Convergent Parallel Integration
Researchers could use technique such as supervised ML — Transfer Learning using BERT + Manual Coding, a subset of data (e.g., 500 manually coded responses) is used to train a supervised classifier. A BERT-based model is then applied to the rest of the dataset to assist coding.
Conflict Resolution Strategy
When model-generated codes conflict with human codes, an external examiner (e.g., a senior qualitative researcher) reviews and adjudicates the discrepancies. Conflicts that reflect nuanced meaning (e.g., sarcasm or irony) are flagged for deeper interpretation.
Outcome
This hybrid process accelerates analysis while maintaining interpretive depth and ethical sensitivity. Codes with high agreement between human and machine are prioritized for rapid synthesis; ambiguous segments receive more nuanced review.

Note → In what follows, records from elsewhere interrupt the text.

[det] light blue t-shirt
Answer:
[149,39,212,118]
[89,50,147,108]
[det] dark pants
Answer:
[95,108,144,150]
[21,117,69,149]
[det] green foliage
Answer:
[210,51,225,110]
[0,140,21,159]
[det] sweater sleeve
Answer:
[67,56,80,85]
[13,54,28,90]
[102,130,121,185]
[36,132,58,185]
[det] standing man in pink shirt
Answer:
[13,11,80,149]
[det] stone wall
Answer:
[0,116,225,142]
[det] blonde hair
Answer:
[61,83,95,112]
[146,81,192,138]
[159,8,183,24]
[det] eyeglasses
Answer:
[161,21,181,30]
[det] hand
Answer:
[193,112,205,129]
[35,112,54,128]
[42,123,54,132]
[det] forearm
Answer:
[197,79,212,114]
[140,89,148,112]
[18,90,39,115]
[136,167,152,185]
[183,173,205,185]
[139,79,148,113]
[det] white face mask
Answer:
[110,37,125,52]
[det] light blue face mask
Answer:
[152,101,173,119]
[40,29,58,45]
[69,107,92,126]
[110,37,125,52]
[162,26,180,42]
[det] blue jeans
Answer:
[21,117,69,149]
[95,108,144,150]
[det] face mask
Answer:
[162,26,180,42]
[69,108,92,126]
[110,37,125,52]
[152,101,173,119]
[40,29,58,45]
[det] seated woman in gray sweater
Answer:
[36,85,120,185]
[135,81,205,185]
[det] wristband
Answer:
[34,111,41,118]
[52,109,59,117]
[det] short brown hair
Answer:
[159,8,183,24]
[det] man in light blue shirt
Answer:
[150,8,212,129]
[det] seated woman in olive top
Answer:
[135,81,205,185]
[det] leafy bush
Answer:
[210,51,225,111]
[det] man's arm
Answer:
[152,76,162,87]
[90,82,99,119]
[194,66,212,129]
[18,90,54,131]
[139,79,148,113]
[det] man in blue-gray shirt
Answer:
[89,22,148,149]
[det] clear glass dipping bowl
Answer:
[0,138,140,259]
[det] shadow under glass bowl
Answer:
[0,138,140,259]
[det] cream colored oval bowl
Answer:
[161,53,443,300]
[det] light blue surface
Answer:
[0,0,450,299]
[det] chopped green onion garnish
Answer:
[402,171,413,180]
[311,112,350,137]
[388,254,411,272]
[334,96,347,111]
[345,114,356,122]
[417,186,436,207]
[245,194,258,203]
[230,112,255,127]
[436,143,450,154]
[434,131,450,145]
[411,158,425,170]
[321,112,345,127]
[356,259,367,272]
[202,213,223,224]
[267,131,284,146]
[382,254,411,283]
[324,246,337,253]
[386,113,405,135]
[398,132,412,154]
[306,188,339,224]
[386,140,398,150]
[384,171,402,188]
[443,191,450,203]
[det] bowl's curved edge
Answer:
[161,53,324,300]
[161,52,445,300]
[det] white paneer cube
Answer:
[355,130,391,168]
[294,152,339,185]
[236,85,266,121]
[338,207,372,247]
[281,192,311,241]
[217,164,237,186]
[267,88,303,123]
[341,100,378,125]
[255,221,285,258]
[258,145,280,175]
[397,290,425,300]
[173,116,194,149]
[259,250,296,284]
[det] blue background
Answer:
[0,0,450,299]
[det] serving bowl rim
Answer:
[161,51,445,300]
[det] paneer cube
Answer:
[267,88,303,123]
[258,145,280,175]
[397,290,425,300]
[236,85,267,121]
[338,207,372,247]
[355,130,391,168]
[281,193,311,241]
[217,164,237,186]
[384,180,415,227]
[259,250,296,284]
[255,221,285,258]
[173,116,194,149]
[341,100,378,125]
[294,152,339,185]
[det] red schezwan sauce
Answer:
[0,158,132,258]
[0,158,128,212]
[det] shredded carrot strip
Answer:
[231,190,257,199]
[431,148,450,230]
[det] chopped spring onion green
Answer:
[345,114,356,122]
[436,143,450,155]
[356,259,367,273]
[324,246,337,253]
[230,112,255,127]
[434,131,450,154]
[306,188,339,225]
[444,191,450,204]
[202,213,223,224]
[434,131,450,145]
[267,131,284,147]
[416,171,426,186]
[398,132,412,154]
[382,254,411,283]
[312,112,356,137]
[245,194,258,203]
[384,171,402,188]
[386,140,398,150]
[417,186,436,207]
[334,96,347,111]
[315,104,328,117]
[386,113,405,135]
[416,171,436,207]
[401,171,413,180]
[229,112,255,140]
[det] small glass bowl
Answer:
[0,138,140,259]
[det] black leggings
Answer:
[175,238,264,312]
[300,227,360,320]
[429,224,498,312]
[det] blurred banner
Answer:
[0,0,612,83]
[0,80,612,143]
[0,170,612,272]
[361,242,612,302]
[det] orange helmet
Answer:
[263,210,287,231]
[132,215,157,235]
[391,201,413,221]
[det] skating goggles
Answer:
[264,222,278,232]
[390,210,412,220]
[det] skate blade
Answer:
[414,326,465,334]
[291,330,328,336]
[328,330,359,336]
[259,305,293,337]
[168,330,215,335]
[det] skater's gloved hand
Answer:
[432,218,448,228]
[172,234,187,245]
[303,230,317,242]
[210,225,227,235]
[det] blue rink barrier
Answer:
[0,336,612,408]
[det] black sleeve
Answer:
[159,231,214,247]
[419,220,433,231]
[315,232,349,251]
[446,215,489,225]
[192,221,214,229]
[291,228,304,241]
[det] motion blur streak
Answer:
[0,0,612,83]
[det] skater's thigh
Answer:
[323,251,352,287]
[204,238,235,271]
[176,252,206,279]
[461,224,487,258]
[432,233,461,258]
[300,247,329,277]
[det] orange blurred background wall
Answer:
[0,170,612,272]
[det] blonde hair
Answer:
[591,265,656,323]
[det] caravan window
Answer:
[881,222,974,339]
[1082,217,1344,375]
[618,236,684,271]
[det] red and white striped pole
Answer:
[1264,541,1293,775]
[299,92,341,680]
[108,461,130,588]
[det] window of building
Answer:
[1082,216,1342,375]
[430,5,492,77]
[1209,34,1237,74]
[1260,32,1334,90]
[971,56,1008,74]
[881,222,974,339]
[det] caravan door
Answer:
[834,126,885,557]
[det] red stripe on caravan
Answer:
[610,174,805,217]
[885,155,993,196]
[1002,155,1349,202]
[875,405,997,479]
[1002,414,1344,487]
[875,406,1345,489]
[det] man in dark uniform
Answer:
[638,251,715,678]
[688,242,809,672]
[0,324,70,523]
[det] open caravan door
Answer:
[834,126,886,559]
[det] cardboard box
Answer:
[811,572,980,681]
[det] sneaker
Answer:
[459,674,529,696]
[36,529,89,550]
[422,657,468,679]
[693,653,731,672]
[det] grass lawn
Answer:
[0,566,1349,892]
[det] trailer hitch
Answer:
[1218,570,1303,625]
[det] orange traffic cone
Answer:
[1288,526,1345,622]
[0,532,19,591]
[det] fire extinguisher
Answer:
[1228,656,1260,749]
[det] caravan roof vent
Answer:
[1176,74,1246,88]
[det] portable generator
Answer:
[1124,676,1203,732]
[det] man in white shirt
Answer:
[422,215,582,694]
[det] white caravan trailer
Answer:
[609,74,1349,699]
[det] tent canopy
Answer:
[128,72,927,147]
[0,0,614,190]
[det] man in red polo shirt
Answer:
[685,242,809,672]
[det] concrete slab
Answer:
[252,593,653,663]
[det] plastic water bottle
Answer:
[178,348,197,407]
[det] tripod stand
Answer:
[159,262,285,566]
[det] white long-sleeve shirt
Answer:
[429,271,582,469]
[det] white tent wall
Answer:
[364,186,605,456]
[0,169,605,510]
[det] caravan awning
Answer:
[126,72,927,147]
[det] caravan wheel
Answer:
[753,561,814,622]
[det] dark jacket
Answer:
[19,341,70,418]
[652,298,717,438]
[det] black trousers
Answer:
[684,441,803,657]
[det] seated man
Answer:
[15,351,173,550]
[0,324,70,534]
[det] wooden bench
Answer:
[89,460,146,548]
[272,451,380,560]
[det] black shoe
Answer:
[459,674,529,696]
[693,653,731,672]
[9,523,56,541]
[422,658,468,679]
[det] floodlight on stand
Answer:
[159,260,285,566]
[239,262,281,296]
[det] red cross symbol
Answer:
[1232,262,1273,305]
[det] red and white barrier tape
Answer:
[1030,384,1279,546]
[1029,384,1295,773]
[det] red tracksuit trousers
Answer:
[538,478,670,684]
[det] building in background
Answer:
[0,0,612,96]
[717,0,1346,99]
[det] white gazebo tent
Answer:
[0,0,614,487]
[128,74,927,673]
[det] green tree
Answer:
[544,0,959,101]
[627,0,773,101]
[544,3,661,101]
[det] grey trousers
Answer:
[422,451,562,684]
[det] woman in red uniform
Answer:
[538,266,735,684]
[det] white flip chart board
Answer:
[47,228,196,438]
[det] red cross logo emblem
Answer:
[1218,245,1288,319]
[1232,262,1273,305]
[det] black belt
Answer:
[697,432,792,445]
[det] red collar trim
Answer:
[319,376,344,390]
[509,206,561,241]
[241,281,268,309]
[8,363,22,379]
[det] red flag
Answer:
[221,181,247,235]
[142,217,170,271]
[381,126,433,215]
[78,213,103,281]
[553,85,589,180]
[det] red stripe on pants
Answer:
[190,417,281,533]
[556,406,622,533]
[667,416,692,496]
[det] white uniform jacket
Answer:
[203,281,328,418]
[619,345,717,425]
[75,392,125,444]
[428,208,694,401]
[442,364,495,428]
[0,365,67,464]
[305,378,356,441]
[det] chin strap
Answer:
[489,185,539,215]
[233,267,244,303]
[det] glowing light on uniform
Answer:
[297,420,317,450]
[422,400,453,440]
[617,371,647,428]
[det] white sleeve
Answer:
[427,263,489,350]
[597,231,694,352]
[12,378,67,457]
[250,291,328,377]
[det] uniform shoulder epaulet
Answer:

Explanatory Sequential Integration
Researchers could use technique such as Neural Network and Pattern Recognition. After the main thematic analysis is complete, a deep learning model is used to explore patterns across demographic groups, for example.
Outcome
The model identifies that younger respondents are more likely to express mistrust, while older respondents discuss logistical challenges. These insights lead to segmentation of recommendations by demographic group and inform targeted communication strategies for each group.
ML- and AI- techniques serve as useful tools for supporting qualitative researchers analysing large text datasets quickly and interpreting findings with enhanced trustworthiness, depth, and multidimensional perspectives, particularly the agreeableness of human-generated and machine-generated codes and themes (Chen et al., 2018; Towler et al., 2023). ML- and AI- techniques can highlight complex patterns and connections in data that can be missed by human researchers which may lead to groundbreaking insights and a deeper understanding of the research (Badrulhisham et al., 2024). This approach holds particular promise for supporting and enhancing existing grounded theories, conceptual models, and hypotheses, especially during time-sensitive scenarios such as public health emergencies like the COVID-19 pandemic (Chen et al., 2018; Towler et al., 2023). Ultimately, the integration of these techniques stands to elevate the level of evidence derived from qualitative studies, thereby enhancing their impact and relevance in informing decision- and policy- making.